PHILIP SEYMOUR HOFFMAN (Brandt) has appeared in two recent films, Boogie Nights (with The Big Lebowski co-star Julianne Moore) and Next Stop Wonderland.

His recent films include Twister, Hard Eight, Nobody's Fool, When A Man Loves A Woman, The Getaway, Leap of Faith, Scent of A Woman, My New Gun and several others.

Hoffman's theater credits are extensive and include appearances at New York's Public Theater in The Skriker, Greensboro: A Requiem at the McCarter Theater, The Merchant of Venice at the Goodman Theater, and most recently Defying Gravity at the American Place Theater.

On television he has appeared in Law and Order and The Yearling.


TARA REID (Bunny) made her film debut at the age of 15 in Larry Cohen's Return to Salem's Lot, which was produced by Warner Bros. Following her appearance in The Big Lebowski, Tara played the lead role in the independent feature Around The Fire, opposite Devon Sawa. She is presently shooting Girl and plays the lead opposite Dominique Swain and Sean Patrick Flanery. On television, she had a recurring role on Days of Our Lives.


FLEA (Kiefer) is a founding member and current performer with the rock band The Red Hot Chili Peppers, recently completed a sold-out tour as a guest performer with Jane's Addiction and has contributed to several film soundtracks. In addition to his musical career, Flea has appeared in more than a dozen feature films. Among them are Gus Van Sant's My Own Private Idaho, Robert Zemeckis Back to the Future II & III and Penelope Spheeris Suburbia, and Dudes. He has also lent his vocal talents to several animated projects such as Duckman, a regular on The Wild Thornberry's and the soon to be released animated feature Gen-13.


TORSTEN VOGES (Franz) born in Germany, was a guest star on the TV series City Hospital.

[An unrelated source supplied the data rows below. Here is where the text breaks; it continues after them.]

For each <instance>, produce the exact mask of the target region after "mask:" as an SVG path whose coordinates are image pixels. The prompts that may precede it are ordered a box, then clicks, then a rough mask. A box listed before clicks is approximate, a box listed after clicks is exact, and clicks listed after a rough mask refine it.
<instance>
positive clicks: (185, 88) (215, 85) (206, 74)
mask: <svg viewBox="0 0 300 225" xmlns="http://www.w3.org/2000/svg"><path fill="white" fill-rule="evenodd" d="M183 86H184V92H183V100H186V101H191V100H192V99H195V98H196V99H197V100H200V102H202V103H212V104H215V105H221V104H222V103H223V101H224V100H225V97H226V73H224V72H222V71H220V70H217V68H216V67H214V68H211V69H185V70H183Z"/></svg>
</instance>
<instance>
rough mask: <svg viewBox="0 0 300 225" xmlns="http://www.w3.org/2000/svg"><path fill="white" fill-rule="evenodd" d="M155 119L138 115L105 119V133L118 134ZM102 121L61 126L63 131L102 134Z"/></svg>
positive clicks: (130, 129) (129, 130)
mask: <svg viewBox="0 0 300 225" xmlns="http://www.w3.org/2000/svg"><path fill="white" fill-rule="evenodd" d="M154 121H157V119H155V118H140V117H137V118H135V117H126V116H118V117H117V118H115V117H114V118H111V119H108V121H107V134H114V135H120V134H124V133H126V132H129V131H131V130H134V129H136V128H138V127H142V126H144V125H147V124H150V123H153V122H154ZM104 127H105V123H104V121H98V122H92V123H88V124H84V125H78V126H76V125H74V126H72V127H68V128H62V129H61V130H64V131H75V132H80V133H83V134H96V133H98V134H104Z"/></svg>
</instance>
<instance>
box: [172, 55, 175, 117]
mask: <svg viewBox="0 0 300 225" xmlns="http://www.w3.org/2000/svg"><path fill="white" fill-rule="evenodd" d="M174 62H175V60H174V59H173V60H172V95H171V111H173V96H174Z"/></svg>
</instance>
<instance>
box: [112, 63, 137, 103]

A noted stage and screen actor in his native Germany, Torsten's film credits include Dangerous Games, The Eye, Sound Off, Gnadiges Fraulein, Stop and Moritz Lieber Moritz.

An actor with the Dusseldorfer Schauspielhaus for seven years, his German stage credits include My Mother's Courage, David Mamet's Oleanna, Wozzeck, Shakespeare's Twelfth Night and King Lear, and many other plays.

Among Torsten's television credits are A Case for Two, The Precinct, Children of the Sun and The Life of G.